• Complete title: Evaluating the effectiveness of current anti-ROP defenses
• PDF: 429d9abdea007f8a6e8a8398c2b671900e6d33a4962b9f437c0cd2559d26e13b

This fine paper from peoples from the Ruhr-Universität Bochum explains how to bypass in a generic fashion three different ROP mitigations: kBouncer, ROPecker, and ROPGuard. All of them are using the LBR (last branch recording) CPU feature to detect suspicious control-flows.

tl;dr fill the LBR non-suspicious-looking data, and your ROP-chain won't get detected.

kBouncer

kBouncer hooks dangerous functions (link VirtualProtect), checks for suspicious LBR records, and if none are found, set a "checkpoint" consumed when the corresponding syscall is hit; preventing direct calls to syscalls. An attack is detected either if there is a non call-preceded return, or a chain of up to 20 gadgets ending in the latest LBR stack.
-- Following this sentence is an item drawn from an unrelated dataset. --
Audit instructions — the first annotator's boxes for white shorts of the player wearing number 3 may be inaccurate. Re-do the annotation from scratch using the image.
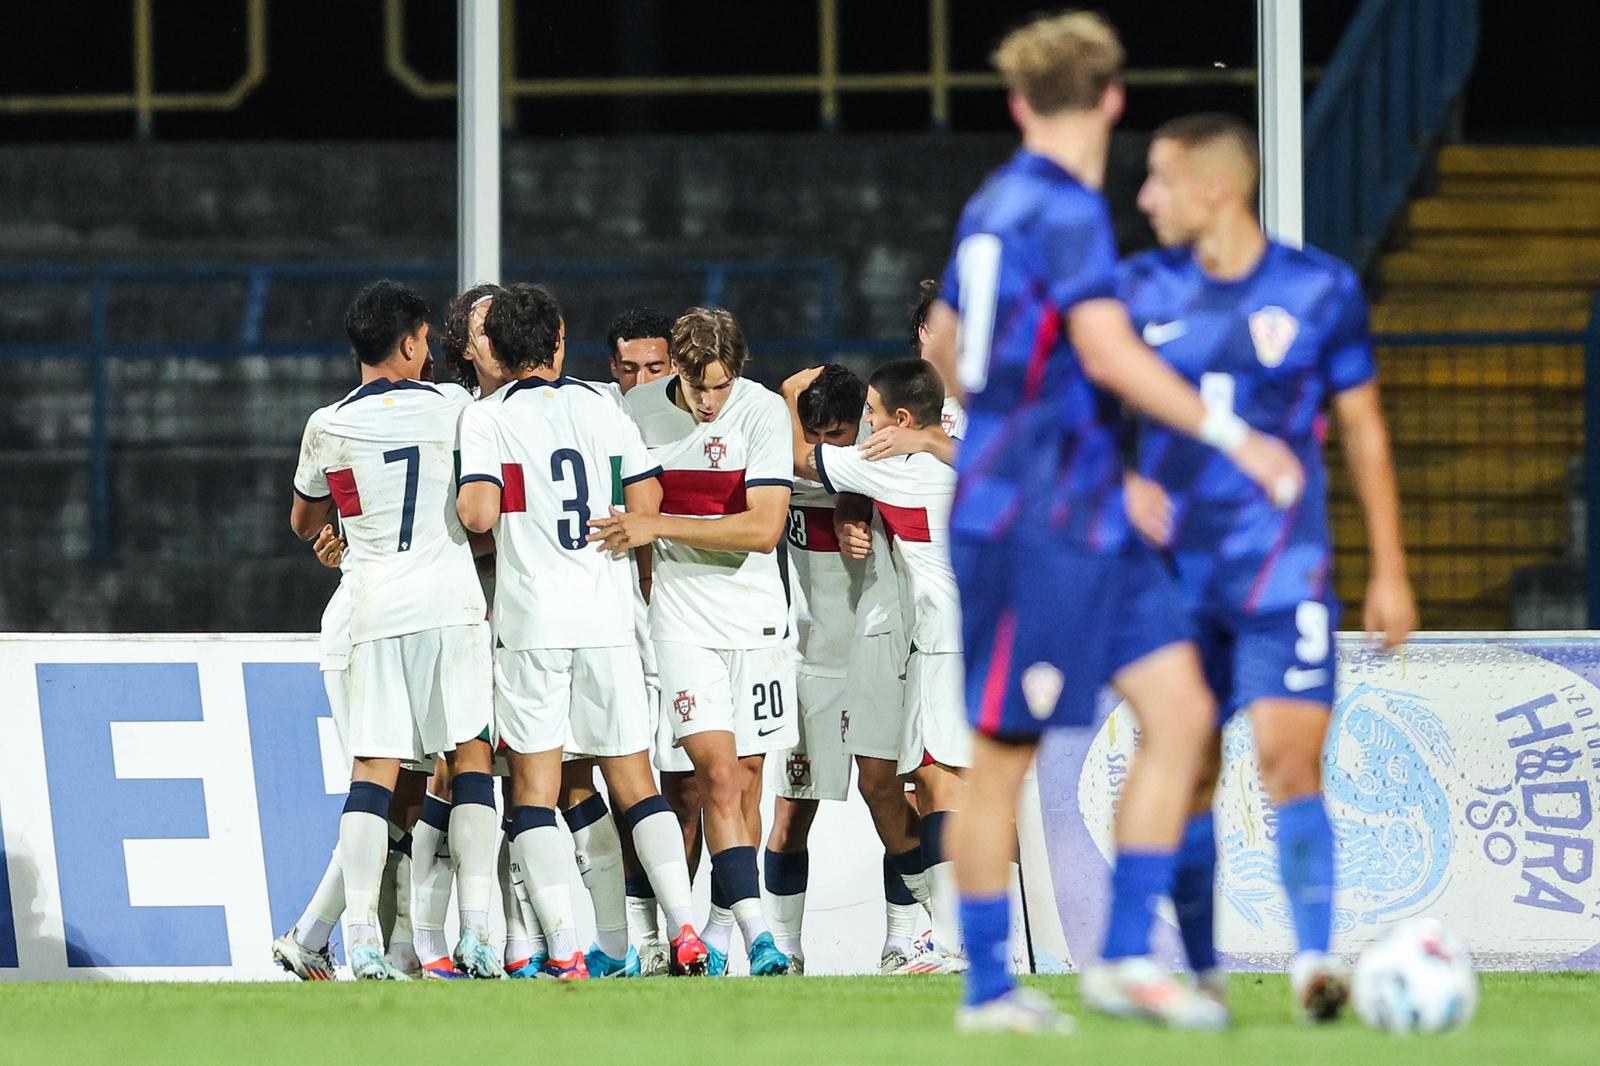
[494,645,650,757]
A possible bypass for kBouncer is to execute enough code before calling a dangerous function to fill the LBR stack with legitimate records, with things called LBR-flushing function.

• On x86-32, those gadgets are are looking either like call <anything>; A; jmp {esi, edi, ebx, ebp} or call <anything>; A; call {esi, edi, ebx, ebp}; B; ret. Interestingly, calling EtwInitializeProcess (present in ntdll.dll), pre_c_init (present in all binaries) or even lstrcmpiW is enough to flush the LBR.
• On x64-64, since the calling convention is different (first arguments passed in registers instead of the stack), a JOP-style dispatcher gadget is used to call dummy gadgets to fill the LBR.

ROPGuard

ROPGuard hooks winapi function, and check is something fishy is going on via several tricks; the two main ones being apparently:

1. Past and future control flow analysis: checking if the return address is call-preceded, and simulating the control flow to check for future non call-preceded returns. Simulation stops after a certain number of instructions, or at the first call/jump.
2. Stack checks: checking if the stack pointer is pointing inside the correct range (to detect stack pivots).

The aforementioned kBouncer bypasses are enough to fool the first mitigation (the control flow simulation stops early due to jumps/calls), and the second one isn't even triggered.

ROPecker

ROPecker doesn't hook functions, instead it works by catching access violations outside of a circular buffer of a couple of executable pages, if not attack is detected upon fault, the page is added to the ring. The attack detection works by analyzing the past (via LBR) and (simulated) future control flow. If a sequence of instruction matches all the following criteria, then it's considered as a ROP-gadget:

1. The last instruction is an indirect branch
2. Doesn't contain any direct branching instruction
3. Is 6 instructions long at most

The past detection ends when a branch isn't a ROP-gadget, same for the future detection. If the length of accumulated gadget chain exceed a certain threshold (between 11 and 16, as suggested by the paper), then an attack is detected.

Bypassing ROPecker is a simple matter of interleaving non-gadgets (containing a branch, or more than 6 instructions) for time to time in their ROP chain to thwart the detection.